Cation-π interaction in Mg(OH)2@GO-coated activated carbon fiber cloth for rapid removal and recovery of divalent metal cations by flow-through adsorption

Abstract

Sorption is considered a promising approach for removing various divalent metal cations, yet the complicated recovery and regeneration strategy restricts the application of powder-like adsorbents. Herein, we report an innovative Mg(OH)2@GO adsorbents loaded on activated carbon fiber cloth (ACFC) using an electrophoretic deposition process (EDP) of Mg(OH)2 and graphene oxide (GO) suspensions to achieve rapid removal of Cd2+, Pb2+, Ni2+, and Cu2+ via flow-through adsorption over an ultra-short period time. FESEM and HRTEM results revealed a cross-linked structure on the ACFC surface derived from the cation-π interaction between Mg2+ and GO under EDP. Importantly, by virtue of oxygen-containing functional groups and π electron region, Mg(OH)2@GO exhibited high adsorption capacities for Pb2+, Cu2+, Cd2+, and Ni2+, which could reach 647.2, 439.5, 297.3, and 219.1 mg g−1 at 293 K, respectively.
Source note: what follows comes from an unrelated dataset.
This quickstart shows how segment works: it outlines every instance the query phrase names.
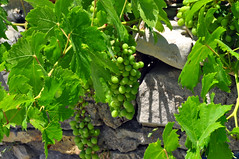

Furthermore, Mg(OH)2@GO-ACFC possessed a rapid regeneration capability with EDTA by a flow-through system for divalent metal cations desorption and exhibited excellent repeatability in 5-cycle tests. Overall, we propose the novel flow-through system that facilitates the rapid adsorption and recovery of divalent metal cations for wastewater treatment.